Der nächste El Niño könnte ungewöhnlich heftig ausfallen. Britische Meteorologen rechnen mit einem beispiellosen Anstieg der Meerestemperaturen. Schwere Dürren, Überschwemmungen und weitere Extremwetter-Ereignisse könnten die Folge sein.
Die Aussichten für das weltweite Klima sind beunruhigend: Experten der britischen Wetterbehörde erwarten, dass der kommende El Niño so stark ausfallen könnte, wie seit einem Jahrhundert nicht mehr. Die Temperaturen an der Oberfläche des Pazifiks könnten dabei auf ein „beispielloses“ Niveau ansteigen. Der Meteorologe Adam Scaife sagte der BBC, die Meeresoberflächentemperaturen könnten diesmal um mehr als drei Grad Celsius über den langjährigen Durchschnitt steigen.
Dürren und Überschwemmungen drohen
Das Wetterphänomen El Niño entsteht, wenn sich das Wasser an der Oberfläche des zentralen und östlichen Pazifiks ungewöhnlich stark erwärmt. Das beschränkt sich nicht nur auf den Pazifik: Weltweit können sich durch El Niño Wind, Luftdruck und Niederschläge verändern. Die Folgen können je nach Region völlig unterschiedlich sein. Während manche Gebiete mit heftigen Regenfällen und Überschwemmungen rechnen müssen, drohen anderen Orten lange Trockenperioden.
Besonders betroffen könnten laut Scaife die Tropen sein. In Teilen Südamerikas und im Westpazifik seien „wirklich schwere Dürren“ zu erwarten.
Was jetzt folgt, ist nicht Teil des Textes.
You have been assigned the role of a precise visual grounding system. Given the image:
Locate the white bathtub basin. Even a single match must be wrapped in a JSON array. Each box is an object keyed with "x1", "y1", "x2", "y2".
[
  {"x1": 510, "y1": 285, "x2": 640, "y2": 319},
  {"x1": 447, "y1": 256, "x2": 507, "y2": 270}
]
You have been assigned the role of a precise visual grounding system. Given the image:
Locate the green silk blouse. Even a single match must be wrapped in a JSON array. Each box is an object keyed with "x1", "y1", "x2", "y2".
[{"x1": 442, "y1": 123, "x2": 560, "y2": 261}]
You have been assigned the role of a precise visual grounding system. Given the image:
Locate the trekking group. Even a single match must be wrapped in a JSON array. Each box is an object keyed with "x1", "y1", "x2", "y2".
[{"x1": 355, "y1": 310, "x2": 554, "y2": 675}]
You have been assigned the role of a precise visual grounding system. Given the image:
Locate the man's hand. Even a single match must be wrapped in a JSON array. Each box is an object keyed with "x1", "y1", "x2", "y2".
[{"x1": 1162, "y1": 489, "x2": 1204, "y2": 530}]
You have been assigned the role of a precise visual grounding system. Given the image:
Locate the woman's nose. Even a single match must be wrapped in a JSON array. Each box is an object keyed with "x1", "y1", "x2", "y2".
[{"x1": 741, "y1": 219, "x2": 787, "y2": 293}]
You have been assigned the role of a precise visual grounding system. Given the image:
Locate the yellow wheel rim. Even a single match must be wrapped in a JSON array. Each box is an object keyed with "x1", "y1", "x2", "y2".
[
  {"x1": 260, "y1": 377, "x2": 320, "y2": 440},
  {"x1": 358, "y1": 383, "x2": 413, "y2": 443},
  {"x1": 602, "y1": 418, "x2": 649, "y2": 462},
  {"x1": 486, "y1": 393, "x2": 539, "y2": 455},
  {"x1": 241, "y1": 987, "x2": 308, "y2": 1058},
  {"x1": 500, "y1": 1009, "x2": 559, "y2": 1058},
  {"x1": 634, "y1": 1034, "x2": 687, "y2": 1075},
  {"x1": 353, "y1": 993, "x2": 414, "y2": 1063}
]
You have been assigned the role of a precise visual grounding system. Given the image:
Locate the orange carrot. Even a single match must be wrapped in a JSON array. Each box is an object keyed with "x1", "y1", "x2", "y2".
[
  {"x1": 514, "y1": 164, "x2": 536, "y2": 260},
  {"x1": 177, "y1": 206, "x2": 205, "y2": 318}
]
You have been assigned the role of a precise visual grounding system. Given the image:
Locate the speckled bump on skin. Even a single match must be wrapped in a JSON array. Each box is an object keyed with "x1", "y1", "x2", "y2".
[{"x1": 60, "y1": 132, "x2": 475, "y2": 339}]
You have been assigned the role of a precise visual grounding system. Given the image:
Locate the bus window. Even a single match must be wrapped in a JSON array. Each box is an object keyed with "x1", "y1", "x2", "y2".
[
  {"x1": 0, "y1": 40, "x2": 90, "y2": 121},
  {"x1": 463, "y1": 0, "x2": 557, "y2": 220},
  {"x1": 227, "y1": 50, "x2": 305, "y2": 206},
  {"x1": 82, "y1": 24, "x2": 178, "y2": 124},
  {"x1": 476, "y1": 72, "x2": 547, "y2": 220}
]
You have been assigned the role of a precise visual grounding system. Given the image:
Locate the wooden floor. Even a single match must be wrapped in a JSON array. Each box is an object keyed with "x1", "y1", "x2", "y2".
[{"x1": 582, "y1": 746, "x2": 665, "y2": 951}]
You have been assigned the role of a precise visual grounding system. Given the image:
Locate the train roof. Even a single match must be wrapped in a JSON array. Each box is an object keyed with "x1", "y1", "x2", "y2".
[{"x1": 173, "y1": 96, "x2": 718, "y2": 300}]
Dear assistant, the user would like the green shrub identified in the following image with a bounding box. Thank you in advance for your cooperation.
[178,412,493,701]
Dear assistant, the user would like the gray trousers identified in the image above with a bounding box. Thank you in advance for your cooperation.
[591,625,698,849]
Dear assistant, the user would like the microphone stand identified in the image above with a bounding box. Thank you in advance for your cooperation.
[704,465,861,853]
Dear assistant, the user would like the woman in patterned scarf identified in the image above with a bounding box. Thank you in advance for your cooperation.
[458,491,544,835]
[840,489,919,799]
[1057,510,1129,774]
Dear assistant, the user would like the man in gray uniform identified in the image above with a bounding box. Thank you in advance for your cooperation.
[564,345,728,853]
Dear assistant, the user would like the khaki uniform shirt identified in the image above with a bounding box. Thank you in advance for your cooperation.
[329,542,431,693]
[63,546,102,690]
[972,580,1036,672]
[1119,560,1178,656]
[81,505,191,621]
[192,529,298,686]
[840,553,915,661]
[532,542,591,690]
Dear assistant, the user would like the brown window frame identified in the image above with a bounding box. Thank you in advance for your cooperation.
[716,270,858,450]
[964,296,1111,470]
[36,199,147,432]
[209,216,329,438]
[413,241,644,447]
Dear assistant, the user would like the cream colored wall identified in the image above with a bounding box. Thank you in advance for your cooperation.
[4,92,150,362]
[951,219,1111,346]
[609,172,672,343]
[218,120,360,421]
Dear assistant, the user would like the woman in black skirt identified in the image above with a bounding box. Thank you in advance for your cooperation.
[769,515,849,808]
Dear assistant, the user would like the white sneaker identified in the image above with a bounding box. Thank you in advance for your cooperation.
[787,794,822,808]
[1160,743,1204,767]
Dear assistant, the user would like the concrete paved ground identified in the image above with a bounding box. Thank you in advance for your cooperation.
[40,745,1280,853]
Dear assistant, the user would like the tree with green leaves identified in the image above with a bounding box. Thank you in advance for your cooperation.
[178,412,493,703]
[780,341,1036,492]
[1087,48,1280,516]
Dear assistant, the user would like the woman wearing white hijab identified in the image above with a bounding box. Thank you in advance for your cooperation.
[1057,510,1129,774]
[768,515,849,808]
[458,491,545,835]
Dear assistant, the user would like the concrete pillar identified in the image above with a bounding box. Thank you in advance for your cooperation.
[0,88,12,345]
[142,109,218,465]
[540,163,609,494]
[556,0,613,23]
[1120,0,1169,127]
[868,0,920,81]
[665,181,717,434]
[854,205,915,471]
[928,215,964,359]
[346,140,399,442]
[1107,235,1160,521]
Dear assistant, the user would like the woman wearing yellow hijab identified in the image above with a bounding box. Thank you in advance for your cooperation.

Schon jetzt Folgen sichtbar
Wie stark das Phänomen ausfallen kann, zeigt sich etwa in Mittelamerika. Dort hat der aktuelle El Niño bereits zu so starker Trockenheit geführt, dass der Schiffsverkehr durch den Panamakanal reduziert werden muss.
Ein El Niño wird offiziell ausgerufen, wenn die Wassertemperatur an der Oberfläche des tropischen Ostpazifiks mindestens 0,5 Grad Celsius über dem langjährigen Durchschnitt liegt. Dieses Mal wird jedoch mit einem Anstieg von mehr als drei Grad gerechnet.
El Niño verstärkt die Klimaerwärmung
Das Wetterphänomen tritt normalerweise alle zwei bis sieben Jahre auf und hält etwa neun bis zwölf Monate an. Seine Auswirkungen können auch lange danach noch spürbar sein.
Klimawandel kommt erschwerend hinzu
Hinzu kommt der menschengemachte Klimawandel. Bereits der vergangene El Niño trug dazu bei, dass 2023 global das zweitheißeste und 2024 das heißeste Jahr seit Beginn der Wetteraufzeichnungen war. Ein besonders starker El Niño könnte die ohnehin angespannte Situation weiter verschärfen und in mehreren Regionen der Welt für extreme Wetterbedingungen sorgen.